My world….. my life….. my identity and all that it interlaced with it was about to be changed.
I am lucky. No, I am blessed. “Lucky” is what happens when you get a really good lotto or scratch card. My cancer was detected early enough to not progress into a more catastrophic state. I had just started to be covered by my insurance.
This cancer became in many ways my teacher and my tormentor. It taught me a lot about myself….. it taught me what suffering meant….. it taught me to think in the present…. it also tormented me with mortality….. the need to seek and grant forgiveness… to learn how to love better.

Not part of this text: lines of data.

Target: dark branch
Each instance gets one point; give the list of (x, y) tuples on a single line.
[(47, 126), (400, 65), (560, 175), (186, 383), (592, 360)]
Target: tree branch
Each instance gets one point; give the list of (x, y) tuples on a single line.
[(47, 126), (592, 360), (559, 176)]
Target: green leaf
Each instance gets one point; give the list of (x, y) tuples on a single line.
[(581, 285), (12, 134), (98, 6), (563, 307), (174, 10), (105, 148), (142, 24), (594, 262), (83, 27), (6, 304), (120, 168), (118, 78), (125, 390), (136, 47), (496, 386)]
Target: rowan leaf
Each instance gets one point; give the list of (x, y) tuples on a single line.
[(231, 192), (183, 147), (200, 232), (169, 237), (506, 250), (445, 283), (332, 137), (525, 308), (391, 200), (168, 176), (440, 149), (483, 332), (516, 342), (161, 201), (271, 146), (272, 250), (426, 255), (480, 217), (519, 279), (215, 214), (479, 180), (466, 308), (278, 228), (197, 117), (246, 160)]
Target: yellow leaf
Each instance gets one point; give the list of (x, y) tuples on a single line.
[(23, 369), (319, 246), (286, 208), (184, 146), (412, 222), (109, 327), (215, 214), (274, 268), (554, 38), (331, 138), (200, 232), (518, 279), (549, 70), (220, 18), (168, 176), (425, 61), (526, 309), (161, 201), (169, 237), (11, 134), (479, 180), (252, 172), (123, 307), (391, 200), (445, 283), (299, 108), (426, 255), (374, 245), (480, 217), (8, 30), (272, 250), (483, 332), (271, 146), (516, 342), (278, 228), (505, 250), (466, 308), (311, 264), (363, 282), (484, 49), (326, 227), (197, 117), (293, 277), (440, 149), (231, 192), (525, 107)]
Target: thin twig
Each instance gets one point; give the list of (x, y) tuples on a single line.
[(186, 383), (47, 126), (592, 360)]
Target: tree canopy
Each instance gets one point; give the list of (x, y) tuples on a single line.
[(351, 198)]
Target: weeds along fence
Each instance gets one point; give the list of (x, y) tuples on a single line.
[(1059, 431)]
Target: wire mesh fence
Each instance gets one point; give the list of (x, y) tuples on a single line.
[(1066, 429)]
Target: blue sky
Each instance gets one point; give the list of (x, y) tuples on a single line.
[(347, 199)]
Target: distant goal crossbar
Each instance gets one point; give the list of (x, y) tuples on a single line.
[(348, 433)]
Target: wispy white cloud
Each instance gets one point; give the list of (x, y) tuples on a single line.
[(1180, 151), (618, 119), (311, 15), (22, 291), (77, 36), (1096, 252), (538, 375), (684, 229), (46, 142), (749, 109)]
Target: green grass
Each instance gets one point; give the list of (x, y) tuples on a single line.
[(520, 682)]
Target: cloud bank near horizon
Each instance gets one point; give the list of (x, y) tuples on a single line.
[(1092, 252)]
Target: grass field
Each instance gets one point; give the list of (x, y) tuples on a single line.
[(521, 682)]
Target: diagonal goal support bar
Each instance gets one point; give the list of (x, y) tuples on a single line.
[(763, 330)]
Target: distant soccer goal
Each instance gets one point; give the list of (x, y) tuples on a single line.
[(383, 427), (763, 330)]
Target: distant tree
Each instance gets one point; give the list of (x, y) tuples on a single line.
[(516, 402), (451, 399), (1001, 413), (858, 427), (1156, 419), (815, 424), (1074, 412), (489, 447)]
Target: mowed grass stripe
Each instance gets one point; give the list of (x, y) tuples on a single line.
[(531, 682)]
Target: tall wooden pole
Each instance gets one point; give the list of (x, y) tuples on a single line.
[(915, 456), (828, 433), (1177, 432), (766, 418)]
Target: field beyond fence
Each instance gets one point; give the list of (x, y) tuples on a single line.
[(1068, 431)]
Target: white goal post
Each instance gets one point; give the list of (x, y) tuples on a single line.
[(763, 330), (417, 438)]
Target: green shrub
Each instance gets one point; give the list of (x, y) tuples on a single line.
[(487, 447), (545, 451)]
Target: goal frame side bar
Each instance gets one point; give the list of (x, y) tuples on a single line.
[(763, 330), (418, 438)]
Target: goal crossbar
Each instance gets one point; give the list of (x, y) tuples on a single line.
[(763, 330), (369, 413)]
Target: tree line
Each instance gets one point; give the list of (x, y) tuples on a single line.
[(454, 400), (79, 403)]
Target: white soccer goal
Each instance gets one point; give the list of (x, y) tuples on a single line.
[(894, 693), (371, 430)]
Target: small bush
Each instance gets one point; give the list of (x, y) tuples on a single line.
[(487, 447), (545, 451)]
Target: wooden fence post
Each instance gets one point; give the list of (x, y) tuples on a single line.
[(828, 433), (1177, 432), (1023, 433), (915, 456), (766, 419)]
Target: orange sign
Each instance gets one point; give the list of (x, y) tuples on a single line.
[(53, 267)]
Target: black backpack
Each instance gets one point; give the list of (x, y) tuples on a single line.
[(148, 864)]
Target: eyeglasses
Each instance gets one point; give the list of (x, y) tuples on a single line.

So, where am I on the timeline of getting healthy? To be honest I have no clue. If it were not for the fight with infection, I might have been able to run the 2.5 miles yesterday instead of walk it. I might be holding the leash of my four legged friend instead of just remembeing what it is like to see her tilt her head when I aked her if she wanted to take a run. I lost more than some body organs….. I lost much more than that.
So, what is this writing all about? It is more than a “campfire gathering” remembering the events and losses of the past. It is a celebration of the ability to actually know that walking 2.5 miles is always a posssability. To know that health is not just measured by physical capabilities but also from how you heal from within. It is the “gathering up the pieces….. let nothing go to waste”. It is an acknowledgement that something is not “quite right” and not ignoring it.
I have an amazing friend that is on a “pull up” kick. I am amazed at how many SHE can do…… right now I am on a mental and spiritual pull up kick. I am sure someone said this once before but I know it to be true.
“It is not how many times that you get knocked down that really counts. It is how many times you get up that really matters.” – anonymous
So, the purpose of writing is simple.
  • If my journey encourages others, then not only is it worth it but I am being a good messenger.
  • To learn the lessons that healing comes from within.
  • To share lessons learned and to be honest enough to admit those that were missed.
So, here it is. It is January 31st, 2013. Almost a year since this journey began and it is still evolving. I have had 5 surgeries now. To move forward means to be in the present. To accept that each moment of struggle means a new birth. I am lacing up my shoes not quite ready to run but willing to take each necessary step to move forward.